Pascal CESCATO

Posted on Jun 28

1%

#ai #geopolitics #hardware #fiction

Speculative look at hardware sanctions

Santa Clara, March 14, 2029.

Four objects on Jensen's desk.

An NSA report, face down.

Kai Chen's badge.

An iPhone, screen lit: "The White House."

And on the wall, framed since 2019, a GeForce 256 signed by hand: "The one that started it all — 1999."

Jensen isn't looking at the frame.

He's looking at the number on the screen in front of him.

1%.

Global inference datacenter market share. One percent.

12% domestic — captive hyperscalers, federal contracts, enterprise stacks buried too deep in CUDA to move.

Iran.

He thinks back to November 2023. The Senate. His own voice: "These restrictions will only accelerate the development of their own chips."

Nobody listened.

Neither did he, in the end. He had known. He had chosen silence — the right relationships, the right slice of the pie. The silence that paid well.

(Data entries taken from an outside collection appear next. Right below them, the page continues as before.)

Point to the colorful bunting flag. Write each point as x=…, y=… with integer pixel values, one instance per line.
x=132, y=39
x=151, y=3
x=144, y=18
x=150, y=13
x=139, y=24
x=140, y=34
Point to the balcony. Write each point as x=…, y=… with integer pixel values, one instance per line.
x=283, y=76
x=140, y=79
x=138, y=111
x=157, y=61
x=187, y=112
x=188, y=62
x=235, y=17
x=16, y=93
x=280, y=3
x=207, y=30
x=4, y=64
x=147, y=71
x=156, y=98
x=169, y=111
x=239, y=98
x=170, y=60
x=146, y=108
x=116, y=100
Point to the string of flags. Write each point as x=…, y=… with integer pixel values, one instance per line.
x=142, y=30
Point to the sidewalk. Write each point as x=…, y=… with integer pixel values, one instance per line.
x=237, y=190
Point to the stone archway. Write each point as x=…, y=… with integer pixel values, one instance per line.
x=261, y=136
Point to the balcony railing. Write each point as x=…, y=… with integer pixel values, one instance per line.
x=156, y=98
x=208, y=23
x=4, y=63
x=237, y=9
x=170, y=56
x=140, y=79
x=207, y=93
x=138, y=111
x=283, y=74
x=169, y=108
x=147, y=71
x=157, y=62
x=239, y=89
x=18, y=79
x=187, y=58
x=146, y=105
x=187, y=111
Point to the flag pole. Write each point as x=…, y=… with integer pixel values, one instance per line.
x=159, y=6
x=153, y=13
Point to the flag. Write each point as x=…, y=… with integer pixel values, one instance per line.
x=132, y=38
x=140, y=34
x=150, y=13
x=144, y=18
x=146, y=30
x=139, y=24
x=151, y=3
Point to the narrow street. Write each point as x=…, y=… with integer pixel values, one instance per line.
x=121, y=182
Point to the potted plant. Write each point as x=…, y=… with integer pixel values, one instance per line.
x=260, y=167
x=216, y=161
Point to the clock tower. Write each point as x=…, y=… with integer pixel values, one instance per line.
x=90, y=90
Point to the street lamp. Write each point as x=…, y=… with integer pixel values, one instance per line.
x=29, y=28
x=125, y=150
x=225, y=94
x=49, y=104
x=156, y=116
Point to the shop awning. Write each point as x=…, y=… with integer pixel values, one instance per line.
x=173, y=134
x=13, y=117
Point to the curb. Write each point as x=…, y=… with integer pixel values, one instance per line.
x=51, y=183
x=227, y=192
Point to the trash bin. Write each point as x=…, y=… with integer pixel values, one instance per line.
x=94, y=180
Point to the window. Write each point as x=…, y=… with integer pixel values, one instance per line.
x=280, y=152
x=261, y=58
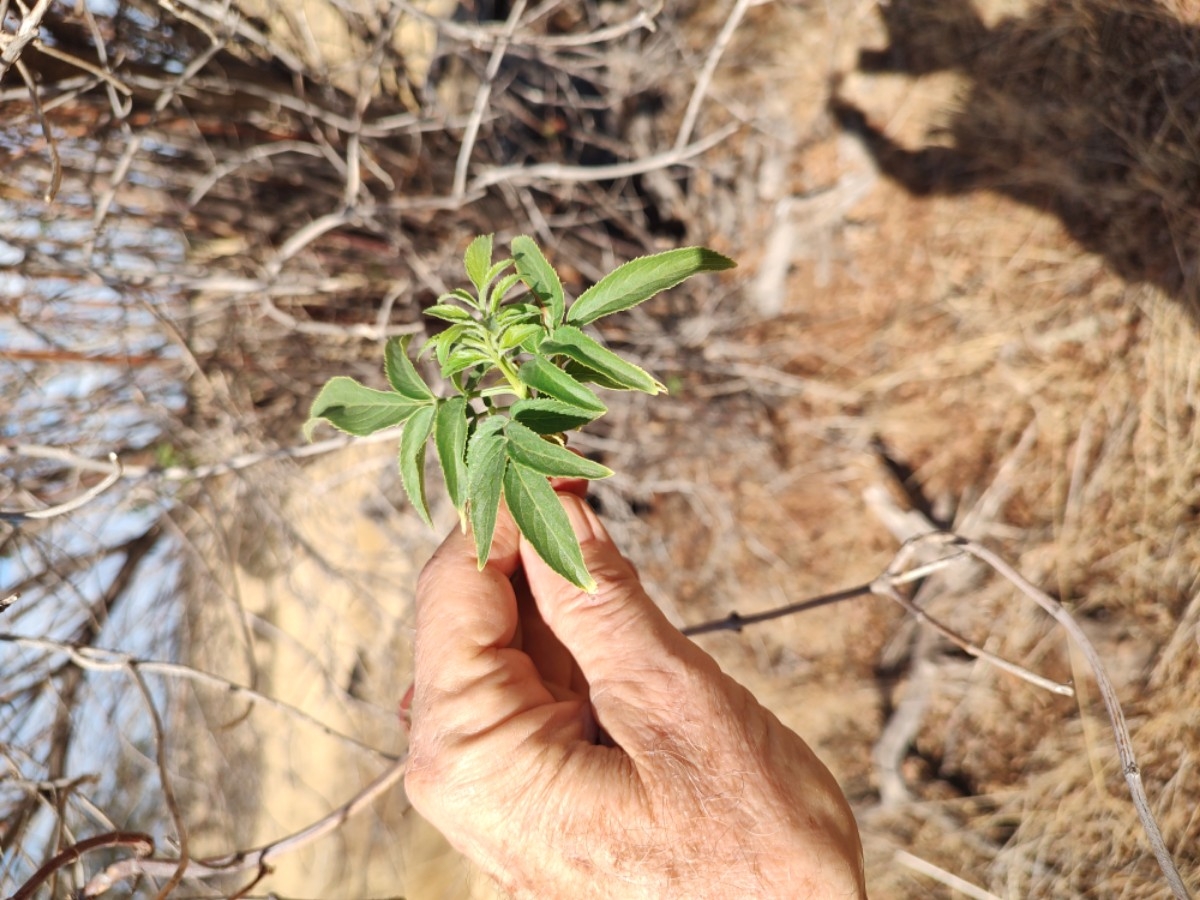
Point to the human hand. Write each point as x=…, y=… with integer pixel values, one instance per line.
x=580, y=745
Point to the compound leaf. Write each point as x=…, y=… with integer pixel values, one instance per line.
x=541, y=519
x=546, y=378
x=641, y=279
x=573, y=343
x=477, y=261
x=401, y=373
x=450, y=438
x=528, y=449
x=358, y=409
x=448, y=312
x=517, y=335
x=486, y=462
x=461, y=360
x=539, y=276
x=412, y=459
x=551, y=417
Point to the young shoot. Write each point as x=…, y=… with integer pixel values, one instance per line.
x=519, y=373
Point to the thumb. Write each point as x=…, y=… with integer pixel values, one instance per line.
x=636, y=663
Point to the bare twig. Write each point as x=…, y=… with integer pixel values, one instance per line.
x=103, y=660
x=1129, y=767
x=51, y=142
x=141, y=844
x=25, y=33
x=183, y=473
x=483, y=96
x=168, y=792
x=886, y=586
x=943, y=877
x=706, y=73
x=257, y=858
x=559, y=172
x=113, y=468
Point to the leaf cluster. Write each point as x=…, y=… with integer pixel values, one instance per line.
x=519, y=372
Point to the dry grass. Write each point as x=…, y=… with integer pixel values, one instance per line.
x=989, y=310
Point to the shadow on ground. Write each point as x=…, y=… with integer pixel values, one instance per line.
x=1089, y=109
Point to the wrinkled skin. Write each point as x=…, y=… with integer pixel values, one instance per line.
x=577, y=745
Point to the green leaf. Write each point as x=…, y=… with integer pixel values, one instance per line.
x=412, y=459
x=543, y=521
x=589, y=376
x=444, y=341
x=519, y=334
x=551, y=417
x=515, y=313
x=448, y=312
x=401, y=373
x=495, y=271
x=503, y=287
x=486, y=462
x=450, y=437
x=573, y=343
x=549, y=459
x=477, y=261
x=460, y=294
x=642, y=279
x=358, y=409
x=462, y=359
x=545, y=377
x=539, y=276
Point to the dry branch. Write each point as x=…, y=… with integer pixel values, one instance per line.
x=960, y=547
x=247, y=859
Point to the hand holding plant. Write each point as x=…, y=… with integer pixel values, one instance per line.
x=519, y=367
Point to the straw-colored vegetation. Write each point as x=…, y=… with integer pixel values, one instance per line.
x=967, y=287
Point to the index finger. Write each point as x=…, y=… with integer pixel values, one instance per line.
x=463, y=610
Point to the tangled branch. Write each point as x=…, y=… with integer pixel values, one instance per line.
x=959, y=547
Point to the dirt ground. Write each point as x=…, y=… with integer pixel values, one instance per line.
x=967, y=343
x=934, y=311
x=969, y=246
x=969, y=354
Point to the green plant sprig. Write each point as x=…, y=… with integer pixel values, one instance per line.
x=519, y=371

From the screen left on in the hallway, a familiar voice:

"We're winning. We've always been winning. Everything else is fake news."

Jensen stands. Turns off the screen on his way out.

He picks up Kai Chen's badge.

Twelve years at nVidia. Lead architect of the Hopper inference engine. His departure message, brief: "New opportunity." LinkedIn said Chengdu.

The badges had started piling up faster than the new hires could replace them. He wasn't the first. He wasn't the last.

From Washington, the voice, a few weeks earlier:

"Traitors. Losers. They'll come crawling back."

None of them had.

Jensen sets the badge down.

He looks at the NSA report.

Doesn't turn it over.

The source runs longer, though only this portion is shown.